While the total tax is 15.3%, the amount is split between the employer and the employee and is typically withheld from their paychecks.
Income tax: 22% (average)
The federal income tax is a progressive tax meaning the tax rate increases as a taxpayer's income rises. In other words, the higher an individual's income, the higher the percentage of their income they are required to pay in taxes. Generally speaking, a salary of $100,000 is taxed at 22%, which is the figure we used for this example, but it could be more or less depending on your household income and credits.
Taxes are different depending on your state, city, or household income. For instance, if you lived in Chicago, Illinois, your pay would be subject to a flat state tax rate of 4.95%. In Denver, Colorado, the tack-on is 4.4%. With 43 of 50 states imposing a state income tax, chances are post-tax dollar contributions will be subject to more taxes than FICA and federal income tax.

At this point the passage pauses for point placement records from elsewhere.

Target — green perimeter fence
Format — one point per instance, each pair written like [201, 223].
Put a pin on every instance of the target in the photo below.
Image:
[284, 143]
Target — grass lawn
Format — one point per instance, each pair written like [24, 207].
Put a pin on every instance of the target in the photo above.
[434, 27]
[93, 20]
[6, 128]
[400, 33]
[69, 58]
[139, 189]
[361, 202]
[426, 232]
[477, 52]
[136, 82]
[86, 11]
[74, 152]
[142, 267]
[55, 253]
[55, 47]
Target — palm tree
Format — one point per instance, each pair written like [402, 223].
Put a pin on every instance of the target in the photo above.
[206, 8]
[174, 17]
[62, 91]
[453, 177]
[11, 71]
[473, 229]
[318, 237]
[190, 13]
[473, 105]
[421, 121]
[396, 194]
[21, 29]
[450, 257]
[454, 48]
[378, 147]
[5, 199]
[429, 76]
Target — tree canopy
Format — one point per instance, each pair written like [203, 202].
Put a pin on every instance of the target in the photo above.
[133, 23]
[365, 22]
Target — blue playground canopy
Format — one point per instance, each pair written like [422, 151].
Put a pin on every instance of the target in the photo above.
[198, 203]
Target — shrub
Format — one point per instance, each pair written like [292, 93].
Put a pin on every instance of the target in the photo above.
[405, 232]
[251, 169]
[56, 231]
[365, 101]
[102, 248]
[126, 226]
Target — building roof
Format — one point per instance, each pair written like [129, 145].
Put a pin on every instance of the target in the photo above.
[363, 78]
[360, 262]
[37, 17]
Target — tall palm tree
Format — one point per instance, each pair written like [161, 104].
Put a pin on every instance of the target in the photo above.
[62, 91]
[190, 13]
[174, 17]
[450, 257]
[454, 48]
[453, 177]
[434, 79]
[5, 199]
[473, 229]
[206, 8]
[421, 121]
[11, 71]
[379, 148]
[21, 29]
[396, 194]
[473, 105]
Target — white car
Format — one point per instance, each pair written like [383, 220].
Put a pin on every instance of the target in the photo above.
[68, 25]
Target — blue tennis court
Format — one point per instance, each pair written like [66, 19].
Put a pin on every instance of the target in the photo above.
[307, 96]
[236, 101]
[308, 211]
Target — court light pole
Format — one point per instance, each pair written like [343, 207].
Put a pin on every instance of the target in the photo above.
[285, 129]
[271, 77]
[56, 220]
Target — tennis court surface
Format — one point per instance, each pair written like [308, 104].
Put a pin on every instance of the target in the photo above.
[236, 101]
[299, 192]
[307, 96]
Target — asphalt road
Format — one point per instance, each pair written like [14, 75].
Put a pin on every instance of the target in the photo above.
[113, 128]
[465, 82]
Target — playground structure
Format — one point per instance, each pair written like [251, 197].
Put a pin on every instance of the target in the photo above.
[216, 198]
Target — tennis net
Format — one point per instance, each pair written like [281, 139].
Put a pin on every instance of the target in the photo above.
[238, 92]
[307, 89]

So what does this all mean for your employees? The actual amount that hits an employee’s bank account with a post-tax contribution is a lot less than you think. The good news is that there are ways you can take advantage of pre-tax healthcare options to maximize benefits (and tax advantage).
Health Reimbursement Arrangements (HRAs), specifically one like what StretchDollar offers (called an ICHRA), allow you to give pre-tax dollars toward health insurance premiums, encouraging employees to get a health plan and also get more for their buck (so to speak.) Love your group plan? Health Savings Accounts give you the option of gifting pre-tax dollars toward your employees’ healthcare costs associated with high deductible health plans. Learn more about HRAs vs HSAs.
The power of pre-tax contributions
Making the switch to pre-tax contributions not only puts more money in your employees' hands but also helps you stretch your benefits budget.
So, let's recap: pre-tax contributions are like a secret code that unlocks more value for both you and your employees. Your team gets the full benefit amount, and you get to keep some extra dollars in your pocket. It's a win-win situation that fosters a happier, healthier, and more motivated workforce.